As such, despite having no qualms about the substance of the declaration or the Issuer's obligation to pay, the court declined to make the declarations, concluding that any dispute which arose in the context of the Indian insolvency proceedings should be resolved in that proceeding.

Important lessons for corporate trustees and finance parties

The clear recognition of the Trustee's standing to bring a declaratory Part 8 claim is unsurprising, although Marcus Smith J’s postscript comment that the Trustee was the “only” party who could have brought such a claim under the Trust Deed may be limited to the facts of this case and the specific terms of the Trust Deed. Where only a declaration is being sought, rather than the commencement of active enforcement action, the position under other capital markets instruments may be different based on a narrower restriction. The specific drafting is key here.

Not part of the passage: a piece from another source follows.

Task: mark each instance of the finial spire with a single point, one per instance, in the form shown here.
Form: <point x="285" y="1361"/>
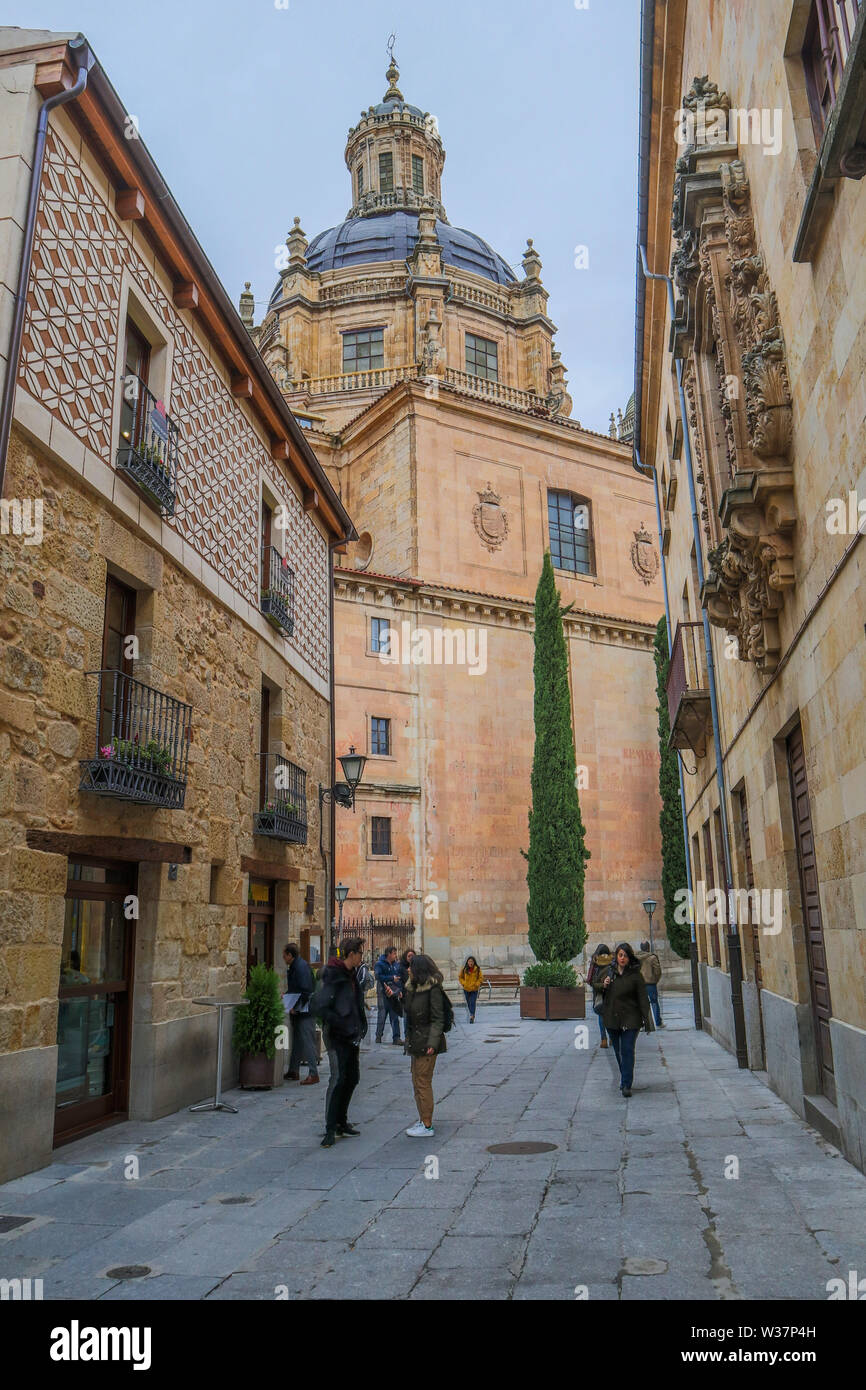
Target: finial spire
<point x="394" y="92"/>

Furthermore, the court robustly and helpfully confirmed that unilateral action taken by an issuer to de-authorise a service process agent is ineffective at avoiding valid service in England (following a number of similar findings, eg Cargill v Uttam). If the appointment of a process agent is described as irrevocable in a trust deed, financing document or any other commercial agreement governed by English law, proceedings will be validly served notwithstanding a party's unilateral action to revoke that appointment (although this could lead to difficulties in circumstances where there is a change in circumstances of the process agent, rather than an action of the finance party to attempt to alter the relationship).

However, the “conservative mindset” adopted by the court in refusing to grant the declarations sought is surprising. The decision should not be taken to stand for a broader proposition that the court will not grant declaratory relief to trustees unless the issuer (or its insolvency professional) is present, but rather as a reflection of the facts and evidence before the court in this particular case. Trustees and/or noteholders should, in contentious situations, be able to obtain declarations, even in the absence of an insolvent issuer, as a matter of English law from courts. The court's focus appeared to be more on the broader potential impact of the declarations on Indian proceedings, rather than the more limited question being put as a matter of English law (rather than Indian insolvency law) as to the amounts outstanding and to whom it was owed under English law-governed contracts. In any case, the decision should be considered carefully when shaping declarations to be sought from the courts in similar circumstances and the nature of the evidence to be put before the court as to the utility or impact of such declarations.

DISCLAIMER: Because of the generality of this update, the information provided herein may not be applicable in all situations and should not be acted upon without specific legal advice based on particular situations.